Today the situation in the Valley is qualitatively better. On July 24, Minister of State for Home Affairs G Krishan Reddy informed Parliament that net infiltration had gone down by 43 per cent, local recruitment to militancy by 40 per cent, and terrorist initiated incidents by 28 per cent. Meanwhile action by the security forces against militants had gone up by 59 per cent increasing neutralisation of terrorists by 22 per cent.
Despite this, 38,000 additional troops have been inducted into the Valley, in addition to the 90,000 already deployed there along with the local police. Union Home Ministry sources claim that the additional troops will ensure security for village level flag-hoisting ceremonies. Meanwhile, in view of the prevailing security situation, the Amarnath pilgrimage has been cancelled and the Amarnath pilgrims, tourists and non-Kashmiri students in the Valley have been asked to leave.
These are unprecedented measures, raising intense speculation about the government’s intentions. The evidence presented by the government of a heightened security threat from across the border and of a potential attack on either the pilgrims to Amarnath or tourists is pretty weak.
Rumours are milling around about the possible trifurcation of the State or revocation of Article 35A
of the Constitution which gives special rights to the permanent citizens of the state (“state subjects” as they are called). The Modi government is known for its surprises, but both speculations seem far-fetched. The trifurcation of the state cannot be achieved without elaborate procedures involving Parliament and the state assembly.
Revoking Article 35A
is, however, possible through a presidential proclamation after the Budget session of parliament. However, if its purpose is to effect a demographic transition by allowing outsiders to buy land in the Valley, that objective will not be realised overnight. Besides it is doubtful whether the majority community from the rest of India can be persuaded to buy land in the Valley if Jammu Dogras and Kashmiri pundits have not so far done so despite being state subjects.
Prime Minister Modi draws inspiration from the slogan coined by his party’s icon, Syama Prasad Mookherjee “Ek Nishan, Ek Vidhan, Ek Pradhan” (One flag, one Constitution and one sovereign head) against the exceptionalism of Jammu and Kashmir.
Whatever action he takes, would assert a strong unitary idea of the State that is essential to the BJP’s conception of nationalism. This could just be unfurling the tricolour in every Kashmir village or ultimately revoking Article 35A
and, the hollowed out but symbolic, Article 370
of the Constitution.
Hoisting the national flag in every village in J&K on this Independence Day may just be the beginning.
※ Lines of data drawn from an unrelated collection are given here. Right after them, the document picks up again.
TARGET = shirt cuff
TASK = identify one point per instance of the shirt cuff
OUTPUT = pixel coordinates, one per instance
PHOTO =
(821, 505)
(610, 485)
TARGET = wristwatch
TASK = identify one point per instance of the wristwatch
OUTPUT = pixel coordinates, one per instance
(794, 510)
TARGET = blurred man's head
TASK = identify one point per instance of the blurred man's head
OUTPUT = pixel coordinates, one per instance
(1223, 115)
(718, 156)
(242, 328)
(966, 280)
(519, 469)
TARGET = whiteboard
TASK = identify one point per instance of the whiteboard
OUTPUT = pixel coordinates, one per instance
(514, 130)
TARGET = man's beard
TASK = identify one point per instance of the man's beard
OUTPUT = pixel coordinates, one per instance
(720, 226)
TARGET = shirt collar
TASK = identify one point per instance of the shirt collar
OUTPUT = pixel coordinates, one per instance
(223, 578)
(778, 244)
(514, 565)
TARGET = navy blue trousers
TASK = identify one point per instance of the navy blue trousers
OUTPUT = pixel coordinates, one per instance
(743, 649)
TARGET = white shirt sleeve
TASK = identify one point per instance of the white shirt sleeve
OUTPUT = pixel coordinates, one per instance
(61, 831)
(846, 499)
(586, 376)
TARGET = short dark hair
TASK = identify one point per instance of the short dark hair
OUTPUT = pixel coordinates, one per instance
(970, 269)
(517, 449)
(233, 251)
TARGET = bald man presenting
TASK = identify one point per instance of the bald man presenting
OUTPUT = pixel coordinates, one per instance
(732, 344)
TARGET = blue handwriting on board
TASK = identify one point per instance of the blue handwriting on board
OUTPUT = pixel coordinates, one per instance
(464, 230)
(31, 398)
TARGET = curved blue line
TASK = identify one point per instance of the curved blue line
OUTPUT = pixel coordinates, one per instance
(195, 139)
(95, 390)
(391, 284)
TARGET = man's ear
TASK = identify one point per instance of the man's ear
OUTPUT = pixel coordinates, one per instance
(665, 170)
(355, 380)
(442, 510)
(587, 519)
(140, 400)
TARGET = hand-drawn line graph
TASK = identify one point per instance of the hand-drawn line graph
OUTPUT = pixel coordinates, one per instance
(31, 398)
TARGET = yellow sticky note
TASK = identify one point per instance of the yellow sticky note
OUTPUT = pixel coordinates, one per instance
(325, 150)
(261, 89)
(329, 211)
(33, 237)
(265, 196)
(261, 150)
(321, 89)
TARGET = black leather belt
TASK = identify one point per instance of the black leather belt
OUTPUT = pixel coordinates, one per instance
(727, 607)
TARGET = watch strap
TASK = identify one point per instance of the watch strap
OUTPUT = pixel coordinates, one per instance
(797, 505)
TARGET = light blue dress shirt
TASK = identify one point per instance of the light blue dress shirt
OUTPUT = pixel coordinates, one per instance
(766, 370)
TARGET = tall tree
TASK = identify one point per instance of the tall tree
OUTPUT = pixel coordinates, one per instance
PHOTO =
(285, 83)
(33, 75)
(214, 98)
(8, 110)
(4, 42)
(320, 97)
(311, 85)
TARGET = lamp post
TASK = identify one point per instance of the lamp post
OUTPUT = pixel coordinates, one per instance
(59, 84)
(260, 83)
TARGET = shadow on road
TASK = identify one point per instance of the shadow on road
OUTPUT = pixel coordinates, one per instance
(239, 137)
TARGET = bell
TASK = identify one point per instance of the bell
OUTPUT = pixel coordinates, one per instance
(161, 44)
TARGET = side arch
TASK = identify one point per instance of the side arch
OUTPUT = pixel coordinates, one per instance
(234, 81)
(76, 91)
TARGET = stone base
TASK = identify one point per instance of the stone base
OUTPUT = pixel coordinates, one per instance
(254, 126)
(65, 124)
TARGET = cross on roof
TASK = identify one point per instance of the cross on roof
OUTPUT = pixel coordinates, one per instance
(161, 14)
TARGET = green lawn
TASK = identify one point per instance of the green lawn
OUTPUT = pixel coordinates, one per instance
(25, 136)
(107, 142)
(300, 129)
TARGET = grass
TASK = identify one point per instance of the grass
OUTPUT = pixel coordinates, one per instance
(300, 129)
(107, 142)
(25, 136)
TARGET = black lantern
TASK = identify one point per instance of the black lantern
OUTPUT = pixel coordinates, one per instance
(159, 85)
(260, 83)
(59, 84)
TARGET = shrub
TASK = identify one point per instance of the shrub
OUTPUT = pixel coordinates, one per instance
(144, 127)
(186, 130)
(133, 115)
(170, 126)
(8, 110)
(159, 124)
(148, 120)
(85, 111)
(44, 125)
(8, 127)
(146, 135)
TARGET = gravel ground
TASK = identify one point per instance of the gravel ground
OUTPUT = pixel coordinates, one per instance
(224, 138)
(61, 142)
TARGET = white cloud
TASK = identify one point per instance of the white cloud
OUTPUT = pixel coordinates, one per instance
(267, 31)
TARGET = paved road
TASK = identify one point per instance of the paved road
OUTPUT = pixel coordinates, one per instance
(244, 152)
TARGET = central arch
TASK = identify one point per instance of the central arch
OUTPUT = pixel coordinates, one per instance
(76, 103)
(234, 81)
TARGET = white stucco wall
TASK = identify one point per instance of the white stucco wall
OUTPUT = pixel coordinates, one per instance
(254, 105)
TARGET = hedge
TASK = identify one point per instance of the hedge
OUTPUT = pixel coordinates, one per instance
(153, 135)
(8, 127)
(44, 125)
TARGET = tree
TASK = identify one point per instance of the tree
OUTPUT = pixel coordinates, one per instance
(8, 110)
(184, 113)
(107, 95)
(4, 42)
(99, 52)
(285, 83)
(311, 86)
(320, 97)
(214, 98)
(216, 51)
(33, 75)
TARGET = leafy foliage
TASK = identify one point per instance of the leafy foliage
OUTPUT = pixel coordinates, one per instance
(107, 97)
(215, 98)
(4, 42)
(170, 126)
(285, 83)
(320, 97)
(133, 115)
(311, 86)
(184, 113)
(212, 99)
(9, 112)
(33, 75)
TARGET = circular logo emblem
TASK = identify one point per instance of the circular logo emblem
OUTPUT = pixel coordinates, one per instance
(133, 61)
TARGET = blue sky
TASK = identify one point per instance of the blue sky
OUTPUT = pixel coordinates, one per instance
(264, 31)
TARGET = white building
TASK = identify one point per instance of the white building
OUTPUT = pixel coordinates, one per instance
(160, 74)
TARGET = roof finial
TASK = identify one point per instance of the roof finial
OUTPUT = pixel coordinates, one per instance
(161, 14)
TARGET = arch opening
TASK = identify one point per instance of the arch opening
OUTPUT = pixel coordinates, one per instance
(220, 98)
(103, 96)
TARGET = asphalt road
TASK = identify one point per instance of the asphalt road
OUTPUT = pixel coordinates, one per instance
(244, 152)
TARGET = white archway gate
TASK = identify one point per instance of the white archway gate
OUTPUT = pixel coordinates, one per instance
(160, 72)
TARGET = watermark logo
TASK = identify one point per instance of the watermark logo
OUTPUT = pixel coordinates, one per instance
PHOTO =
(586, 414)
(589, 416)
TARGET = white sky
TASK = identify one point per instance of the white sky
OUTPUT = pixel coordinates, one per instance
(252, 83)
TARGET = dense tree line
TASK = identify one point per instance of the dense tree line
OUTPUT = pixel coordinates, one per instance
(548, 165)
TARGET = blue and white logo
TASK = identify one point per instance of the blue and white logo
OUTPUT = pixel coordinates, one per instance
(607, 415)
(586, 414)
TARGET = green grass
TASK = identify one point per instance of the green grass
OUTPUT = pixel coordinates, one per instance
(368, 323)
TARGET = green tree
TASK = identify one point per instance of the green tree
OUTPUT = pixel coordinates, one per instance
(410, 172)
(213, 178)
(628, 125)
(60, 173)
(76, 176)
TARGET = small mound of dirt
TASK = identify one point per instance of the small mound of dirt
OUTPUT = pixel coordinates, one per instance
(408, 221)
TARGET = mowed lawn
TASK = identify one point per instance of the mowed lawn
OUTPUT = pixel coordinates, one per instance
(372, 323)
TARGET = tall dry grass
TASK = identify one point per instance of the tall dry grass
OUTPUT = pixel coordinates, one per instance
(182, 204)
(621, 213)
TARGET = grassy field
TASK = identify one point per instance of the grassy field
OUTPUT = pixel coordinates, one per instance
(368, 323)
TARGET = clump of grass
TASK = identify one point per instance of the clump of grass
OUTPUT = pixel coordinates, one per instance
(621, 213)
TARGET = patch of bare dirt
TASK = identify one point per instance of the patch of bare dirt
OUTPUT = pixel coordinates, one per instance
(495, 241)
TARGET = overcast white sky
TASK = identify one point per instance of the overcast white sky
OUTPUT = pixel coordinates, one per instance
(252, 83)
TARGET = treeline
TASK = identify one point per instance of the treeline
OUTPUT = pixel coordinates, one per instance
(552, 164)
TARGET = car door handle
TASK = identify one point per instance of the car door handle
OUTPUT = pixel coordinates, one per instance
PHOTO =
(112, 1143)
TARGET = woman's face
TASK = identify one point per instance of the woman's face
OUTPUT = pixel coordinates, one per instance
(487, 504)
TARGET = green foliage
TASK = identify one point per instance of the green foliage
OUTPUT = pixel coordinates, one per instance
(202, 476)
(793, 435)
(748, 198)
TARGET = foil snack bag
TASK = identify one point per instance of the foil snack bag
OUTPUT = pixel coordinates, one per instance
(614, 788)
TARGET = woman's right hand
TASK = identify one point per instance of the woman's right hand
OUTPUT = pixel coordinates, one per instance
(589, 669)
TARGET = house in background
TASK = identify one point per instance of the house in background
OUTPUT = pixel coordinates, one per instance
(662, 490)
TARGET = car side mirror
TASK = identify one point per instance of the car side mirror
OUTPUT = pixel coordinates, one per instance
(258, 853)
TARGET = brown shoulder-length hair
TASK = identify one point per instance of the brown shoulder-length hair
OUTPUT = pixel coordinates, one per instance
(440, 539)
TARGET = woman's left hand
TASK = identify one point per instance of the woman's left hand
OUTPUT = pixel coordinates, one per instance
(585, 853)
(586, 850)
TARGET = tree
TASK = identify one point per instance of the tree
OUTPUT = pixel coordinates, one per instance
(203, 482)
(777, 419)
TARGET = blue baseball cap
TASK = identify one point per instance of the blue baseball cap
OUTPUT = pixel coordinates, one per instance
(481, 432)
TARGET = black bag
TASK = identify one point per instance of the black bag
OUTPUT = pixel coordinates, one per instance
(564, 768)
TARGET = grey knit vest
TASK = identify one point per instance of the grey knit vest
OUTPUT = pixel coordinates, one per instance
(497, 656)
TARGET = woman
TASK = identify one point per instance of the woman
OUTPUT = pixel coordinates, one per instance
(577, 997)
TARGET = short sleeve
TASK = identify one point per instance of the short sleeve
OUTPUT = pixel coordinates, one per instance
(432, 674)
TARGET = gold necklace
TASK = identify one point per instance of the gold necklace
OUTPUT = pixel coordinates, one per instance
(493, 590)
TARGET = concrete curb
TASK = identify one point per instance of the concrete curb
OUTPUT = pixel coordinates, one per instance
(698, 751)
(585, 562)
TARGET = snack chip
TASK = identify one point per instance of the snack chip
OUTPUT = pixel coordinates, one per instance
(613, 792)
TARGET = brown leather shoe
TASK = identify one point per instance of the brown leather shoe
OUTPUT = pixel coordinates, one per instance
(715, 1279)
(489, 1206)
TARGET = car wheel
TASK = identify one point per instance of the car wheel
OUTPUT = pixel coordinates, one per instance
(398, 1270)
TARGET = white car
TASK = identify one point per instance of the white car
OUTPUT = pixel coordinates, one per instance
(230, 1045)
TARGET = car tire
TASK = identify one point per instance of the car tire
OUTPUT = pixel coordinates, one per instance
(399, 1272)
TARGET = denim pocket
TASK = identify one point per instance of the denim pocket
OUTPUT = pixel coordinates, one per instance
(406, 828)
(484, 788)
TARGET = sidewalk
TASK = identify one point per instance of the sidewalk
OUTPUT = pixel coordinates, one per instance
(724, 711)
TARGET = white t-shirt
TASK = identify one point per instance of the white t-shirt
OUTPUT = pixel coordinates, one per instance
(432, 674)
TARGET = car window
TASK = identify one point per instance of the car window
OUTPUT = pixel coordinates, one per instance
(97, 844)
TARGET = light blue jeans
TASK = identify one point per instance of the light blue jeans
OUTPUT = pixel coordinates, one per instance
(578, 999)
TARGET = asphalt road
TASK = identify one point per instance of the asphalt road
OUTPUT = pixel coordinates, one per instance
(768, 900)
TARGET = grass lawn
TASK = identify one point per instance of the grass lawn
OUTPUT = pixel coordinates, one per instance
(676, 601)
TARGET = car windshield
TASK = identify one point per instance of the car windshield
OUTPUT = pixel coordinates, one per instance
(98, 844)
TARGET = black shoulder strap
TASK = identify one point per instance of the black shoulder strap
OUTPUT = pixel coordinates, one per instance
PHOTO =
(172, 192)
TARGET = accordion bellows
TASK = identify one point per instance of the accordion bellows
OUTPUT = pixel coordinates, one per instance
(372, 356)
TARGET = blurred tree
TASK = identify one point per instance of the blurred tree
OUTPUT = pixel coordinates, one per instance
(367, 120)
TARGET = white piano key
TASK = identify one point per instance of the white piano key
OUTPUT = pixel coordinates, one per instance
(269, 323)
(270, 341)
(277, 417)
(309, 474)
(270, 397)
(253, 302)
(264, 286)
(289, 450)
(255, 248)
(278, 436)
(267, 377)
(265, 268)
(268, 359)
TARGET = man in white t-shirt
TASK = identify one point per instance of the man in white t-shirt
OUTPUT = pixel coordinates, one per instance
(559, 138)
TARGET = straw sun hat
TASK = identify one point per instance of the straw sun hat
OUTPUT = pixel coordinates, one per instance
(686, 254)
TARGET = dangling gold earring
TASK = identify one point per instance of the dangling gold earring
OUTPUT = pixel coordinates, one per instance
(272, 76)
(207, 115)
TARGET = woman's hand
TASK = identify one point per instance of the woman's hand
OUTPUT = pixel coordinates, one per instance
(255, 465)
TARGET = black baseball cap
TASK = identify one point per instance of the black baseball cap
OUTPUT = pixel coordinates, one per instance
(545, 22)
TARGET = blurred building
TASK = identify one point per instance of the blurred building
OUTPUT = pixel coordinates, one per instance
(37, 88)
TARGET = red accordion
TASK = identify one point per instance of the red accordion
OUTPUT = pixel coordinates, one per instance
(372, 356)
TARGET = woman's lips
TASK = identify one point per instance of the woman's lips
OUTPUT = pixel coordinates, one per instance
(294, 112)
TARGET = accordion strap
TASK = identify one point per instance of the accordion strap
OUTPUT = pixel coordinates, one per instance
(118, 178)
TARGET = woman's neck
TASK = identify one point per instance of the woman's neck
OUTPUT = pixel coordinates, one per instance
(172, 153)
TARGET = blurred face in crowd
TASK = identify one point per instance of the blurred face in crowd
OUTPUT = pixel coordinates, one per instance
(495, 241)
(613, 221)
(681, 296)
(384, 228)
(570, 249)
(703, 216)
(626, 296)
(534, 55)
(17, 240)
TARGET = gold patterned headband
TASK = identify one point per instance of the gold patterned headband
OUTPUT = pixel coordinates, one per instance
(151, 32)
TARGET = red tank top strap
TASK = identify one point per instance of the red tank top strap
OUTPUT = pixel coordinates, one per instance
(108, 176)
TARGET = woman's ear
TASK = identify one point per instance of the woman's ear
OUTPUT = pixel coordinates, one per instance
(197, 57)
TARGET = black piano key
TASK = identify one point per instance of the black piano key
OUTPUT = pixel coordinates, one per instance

It would be persuasive propaganda – as the vast majority in India unaware of the history of accession of the state would welcome it. Such symbolic assertion will feed a huge national and international audience. It will also signal that the long-term demand of the BJP that J&K should become like any other state of India is finally being realised under Prime Minister Modi’s leadership. In addition, it would reinforce the subliminal message that all those who refuse to unfurl the national flag on Independence Day are necessarily anti-national.
With the flag hoisting in every Kashmiri village, Prime Minister Modi would have achieved where his predecessors had failed. If, he or the Union Home Minister were to go personally to unfurl the flag in Srinagar, the propaganda victory would be complete. The embarrassment of 1992 would have been buried in a national celebration. Prime Minister Modi would feel he has redeemed himself, his leadership and the Indian nation.